Monday, March 2, 2009

Why women need to lift weights

One of the most common misconceptions that I face being a personal trainer in Chappaqua, is trying to educate more women on the importance of lifting weights. There is a common myth that if women lift too many weights, they will “bulk up”. Over the last decade, many researchers have made very compelling arguments for the benefits of weight training for women, and especially those approaching, and well over the age of 50. Most women who do exercise spend most of their time doing cardiovascular exercise, and not enough time strength training. What ever your reasons in the past for avoiding weights, here are 10 reasons why you need to start taking your weight training more serious.

1. You Will Be Physically Much Stronger.
Recent research shows that weight training can increase a woman’s strength by 30-50%. It also shows that women can develop strength at the same rate as men. This can help make daily routines such as lifting kids, and doing chores easier, and help lower this risk of injury associated with lifting heavier objects.

2. You Will Lose Body Fat.
In a recent study performed by Wayne Westcott, PhD, from the YMCA in Quincy Massachusetts, he found that the average woman who strength trains 2-3 times per week for 2 months will gain almost 2 pounds of muscle while losing 3.5 pounds of body fat. As you increase your lean muscle, you increase your resting metabolism, which means you burn more calories longer through out the day even when you are not exercising. For every pound of lean muscle that you gain, you can burn up to 50 calories additional every day.

3. You Will NOT Bulk Up By Lifting Weights.
Research shows that women typically have 10-30 times less of the hormones such as testosterone that cause muscles to hypertrophy, or grow that men have. Women will typically not gain much size from weight training, but they will develop muscle tone, and definition.

4. You Will Increase Bone Density And Decrease Your Risk For Osteoporosis.
Weight training 2-3 times per week can increase bone mineral density by up to 15% in 6 months. So hitting the weights and a calcium supplement can be a woman’s best way to maintain healthy strong bones as she ages.

5. You Will Reduce The Risk Of Back Pain, Arthritis, And Your Risk Of Injury.
While building stronger muscles, strength training will also help strengthen connective tissue, and increase the stability around our joints. By strengthening the muscles of your lower back, you can help decrease lower back pain by up to 80%.

6. You Can Help Reduce The Risk Of Heart Disease.
Weight training can help improve cardiovascular health in many ways. It can lower LDL (bad cholesterol), increase HDL (good cholesterol), and lower blood pressure.

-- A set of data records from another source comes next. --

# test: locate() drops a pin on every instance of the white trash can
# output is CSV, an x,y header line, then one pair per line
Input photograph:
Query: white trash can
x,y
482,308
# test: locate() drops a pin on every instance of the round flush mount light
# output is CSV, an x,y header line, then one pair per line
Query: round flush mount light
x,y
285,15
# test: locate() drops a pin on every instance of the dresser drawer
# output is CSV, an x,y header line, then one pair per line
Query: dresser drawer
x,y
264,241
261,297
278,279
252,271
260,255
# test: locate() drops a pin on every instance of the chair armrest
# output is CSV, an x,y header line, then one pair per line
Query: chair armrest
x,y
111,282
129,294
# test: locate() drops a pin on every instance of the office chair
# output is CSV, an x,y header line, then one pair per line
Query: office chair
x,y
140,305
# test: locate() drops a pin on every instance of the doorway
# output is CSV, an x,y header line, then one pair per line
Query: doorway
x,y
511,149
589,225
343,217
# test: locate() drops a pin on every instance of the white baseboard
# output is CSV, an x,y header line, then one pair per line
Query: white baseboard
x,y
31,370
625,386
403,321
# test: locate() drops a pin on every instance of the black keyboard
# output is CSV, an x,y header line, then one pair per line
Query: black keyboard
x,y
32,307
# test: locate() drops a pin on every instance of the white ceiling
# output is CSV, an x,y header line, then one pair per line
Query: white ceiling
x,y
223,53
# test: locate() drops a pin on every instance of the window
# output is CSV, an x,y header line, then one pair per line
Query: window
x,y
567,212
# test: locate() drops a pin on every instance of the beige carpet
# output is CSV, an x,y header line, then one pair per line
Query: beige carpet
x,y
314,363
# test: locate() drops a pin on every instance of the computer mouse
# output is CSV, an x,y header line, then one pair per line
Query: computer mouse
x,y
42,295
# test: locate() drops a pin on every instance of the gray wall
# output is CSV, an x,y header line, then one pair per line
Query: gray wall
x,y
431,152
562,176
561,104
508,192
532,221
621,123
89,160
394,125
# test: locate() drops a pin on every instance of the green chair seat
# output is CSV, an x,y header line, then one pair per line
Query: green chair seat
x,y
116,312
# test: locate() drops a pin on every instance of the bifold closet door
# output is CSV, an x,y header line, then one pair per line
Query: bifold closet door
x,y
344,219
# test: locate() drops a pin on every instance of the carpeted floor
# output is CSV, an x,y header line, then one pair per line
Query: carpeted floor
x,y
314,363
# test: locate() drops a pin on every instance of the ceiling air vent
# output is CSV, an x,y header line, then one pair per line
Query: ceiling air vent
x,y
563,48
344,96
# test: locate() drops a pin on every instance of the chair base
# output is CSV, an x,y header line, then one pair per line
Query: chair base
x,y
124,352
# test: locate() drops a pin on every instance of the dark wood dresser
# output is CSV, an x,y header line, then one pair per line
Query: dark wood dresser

7. You Can Reduce Your Risk For Diabetes.
Strength training may improve the way the body breaks down and uses sugar for energy, which may reduce the risks for diabetes. Research shows that weight training can increase glucose utilization by 23% in 4 months.

8. You Can Improve Your Athletic Performance.
What ever sport you play, strength training has been shown to dramatically improve overall performance. Golfers can hit the ball longer, tennis players have more power through their swing, and runners can improve their times. You will play better in any sport, and decrease your risk of injury as well.

9. You Will Improve Your Attitude And Fight Off Depression.
Women who train with weights commonly report feeling more confident and capable of doing activities which are important factors for fighting depression. A Harvard study found that 10 weeks of strength training reduced clinical depression symptoms more successfully then counseling did.

10. It’s Never Too Late To Get Started.
Clinical studies show that women even into their 70’s and 80’s can build strength, and increase bone density through weight training. However, if you are new to exercising with weights, please seek the help of a qualified trainer to guide you.

So, there you have it. The 10 most important reasons why women need to spend more time lifting weights, and less time just doing cardio when they go to the gym. As with all programs, seek help from a qualified personal trainer who has experience in helping you achieve your fitness goals.